Ce sont les républicains qui font véritablement émerger les sociétés de tir et de gymnastique dans les années 1880, notamment par la promotion scolaire de la gymnastique et des pratiques d’enseignement militaire.

La loi George rend en principe obligatoire la gymnastique dès l’école primaire dès 1880, tandis que les bataillons scolaires doivent apprendre les rudiments militaires aux adolescents.

En dehors du cadre scolaire, les sociétés de tir et de gymnastique reçoivent progressivement un cadre légal (instruction ministérielle de 1892) et les premières aides matérielles de l’État, essentiellement par la mise à disposition d’armes et de munitions.

La réduction à deux ans du service militaire rend plus nécessaire, dans l’esprit des parlementaires, cette pré-formation militaire dans un cadre civil. Des projets de lois émergent même pour rendre obligatoire, sans succès, cet entraînement des jeunes hommes.

Une instruction ministérielle datée du 8 novembre 1908 institutionnalise pleinement la préparation militaire. Les associations peuvent demander le statut de « société agréée par le ministère de la Guerre », qui permet de recevoir aides et subventions.

Un « brevet d’aptitude militaire » est créé, qui octroie certains avantages aux lauréats lors de leur service militaire (choix du corps, avancement plus rapide) en échange d’un entraînement préalable sanctionné par des épreuves physiques (marches, gymnastique, athlétisme) et théoriques.

En parallèle, le gouvernement Clémenceau (1906-1909) relance massivement la pratique du tir scolaire.

Le conflit est bien sûr une rude épreuve pour les « préparatistes », puisque les associations sont décimées par la guerre. Mais l’idée de préparation militaire est plutôt dans l’air du temps, malgré l’essor du pacifisme et la démocratisation du sport.

Le nombre de sociétés décline à la fin des années 1920, mais dans les années 1930, à la faveur d’une institutionnalisation de l’instruction physique et du contexte international menaçant, le mouvement connaît un regain.

Plus de 3 500 associations pratiquent la préparation militaire à la vielle de la Seconde Guerre mondiale - de l’ordre d’une société sportive sur 10, et plus de 50 000 jeunes hommes se présentent aux épreuves du brevet militaire.

Entre pratiques conscriptives, sports et loisirs

La préparation militaire s’institutionnalise donc à la fin du XIXe siècle, en fixant une sorte de programme d’entraînement, qualifié par l’historien Pierre Arnaud de « pratiques conscriptives ».
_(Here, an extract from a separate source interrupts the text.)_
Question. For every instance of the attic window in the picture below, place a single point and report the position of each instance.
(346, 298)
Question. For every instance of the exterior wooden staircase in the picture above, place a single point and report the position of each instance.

Les sociétés de tir sont les plus nombreuses avant 1914, faisant du tir un sport national. Elles sont scolaires ou post-scolaires, civiles sous la forme d’associations ou bien mixtes, avec la participation des réservistes et des territoriaux.

L’organisation de concours annuels est un temps fort de la vie de ces associations. Sur le même modèle, les sociétés de gymnastique ne proposent pas seulement des exercices aux agrès, mais organisent aussi chaque année de grandes fêtes.

Le concours national de l’USGF est un spectacle impressionnant, rassemblant plusieurs milliers de gymnastes, avec grand défilé et mouvements d’ensemble synchronisés.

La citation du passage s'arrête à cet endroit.